Hashtwo/Xkey (Varnish Software Implementation of Surrogate Keys)¶
- Hashtwo or xkey are the Varnish Software’s implementation of surrogate keys
- Hashtwo is available in Varnish Cache Plus 3.x and 4.0 only
- Xkey is open source and is available in Varnish Cache 4.1 or later
- Cache invalidation based on cache tags
- Adds patterns easily to be matched against
- Highly scalable
The idea is that you can use any arbitrary string for cache invalidation. You can then key your cached objects on, for example, product ID or article ID. In this way, when you update the price of a certain product or a specific article, you have a key to evict all those objects from the cache.
So far, we have discussed purges and bans as methods for cache invalidation. Two important distinctions between them is that purges remove a single object (with its variants), whereas bans perform cache invalidation based on matching expressions. However, there are cases where none of these mechanisms are optimal.
Hashtwo/xkey creates a second hash key to link cached objects based on cache tags. This hash keys provide the means to invalidate cached objects with common cache tags.
In practice, hashtwo/xkey create cache invalidation patterns, which can be tested and invalidated immediately just as purges do. In addition, hashtwo/xkey is much more efficient than bans because of two reasons: 1) looking up hash keys is much more efficient than traversing ban-lists, and 2) every time you test a ban expression, it checks every object in the cache that is older than the ban itself.
The hashtwo and xkey VMOD are pre-built for supported versions and can be installed using regular package managers from the Varnish Software repositories. Once your repository is properly configured, as indicated in Solution: Install Varnish, issue the following commands to install the hashtwo VMOD:
On Debian or Ubuntu:
apt-get install libvmod-hashtwo
On Red Hat Enterprise Linux:
yum install libvmod-hashtwo
Finally, you can use this VMOD by importing it in your VCL code:
import hashtwo;
Xkey is a part of varnish-modules https://github.com/varnish/varnish-modules. For installation and usage details, please refer to its own documentation https://github.com/varnish/varnish-modules/blob/master/docs/vmod_xkey.rst.
Tip
The xkey VMOD has a softpurge function as well.
Example Using Hashtwo or Xkey¶
Use case: E-commerce site
Same logic for hashtwo and xkey
HTTP response header from web page containing three products:
8155054
,166412
and234323
:HTTP/1.1 200 OK Server: Apache/2.2.15 X-HashTwo: 8155054 X-HashTwo: 166412 X-HashTwo: 234323
HTTP request header to purge pages containing product
166412
:GET / HTTP/1.1 Host: www.example.com X-HashTwo-Purge: 166412
VCL example code for hashtwo:
import hashtwo; sub vcl_recv { if (req.http.X-HashTwo-Purge) { if (hashtwo.purge(req.http.X-HashTwo-Purge) != 0) { return (purge); } else { return (synth(404, "Key not found")); } } }
On an e-commerce site the backend application adds the X-HashTwo
HTTP header field for every product that is included in a web page.

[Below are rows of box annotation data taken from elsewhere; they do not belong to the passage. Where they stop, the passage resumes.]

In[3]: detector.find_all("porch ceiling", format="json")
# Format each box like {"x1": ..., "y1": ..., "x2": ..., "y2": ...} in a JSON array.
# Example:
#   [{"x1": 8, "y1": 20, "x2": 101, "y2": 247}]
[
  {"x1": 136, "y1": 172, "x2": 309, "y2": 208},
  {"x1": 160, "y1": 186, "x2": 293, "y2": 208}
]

The header for a certain page might look like the one above.
If you use xkey instead of hashtwo, you should rename that header so you do not get confused.
Normally the backend is responsible for setting these headers. If you were to do it in VCL, it will look something like this:
sub vcl_backend_response {
set beresp.http.X-HashTwo = "secondary_hash_key";
}
In the VCL code above, the hashtwo key to be purged is the value in the X-HashTwo-Purge
HTTP header.
In order to keep the web pages in sync with the database, you can set up a trigger in your database.
In that way, when a product is updated, an HTTP request towards Varnish is triggered.
For example, the request above invalidates every cached object with the matching hashtwo header in hashtwo.purge(req.http.X-HashTwo-Purge)
or xkey.purge(req.http.X-Key-Purge)
for the xkey VMOD.
After purging, Varnish should respond something like:
HTTP/1.1 200 Purged
Date: Thu, 24 Apr 2014 17:08:28 GMT
X-Varnish: 1990228115
Via: 1.1 Varnish
The objects are now cleared.
Warning
You should protect purges with ACLs from unauthorized hosts.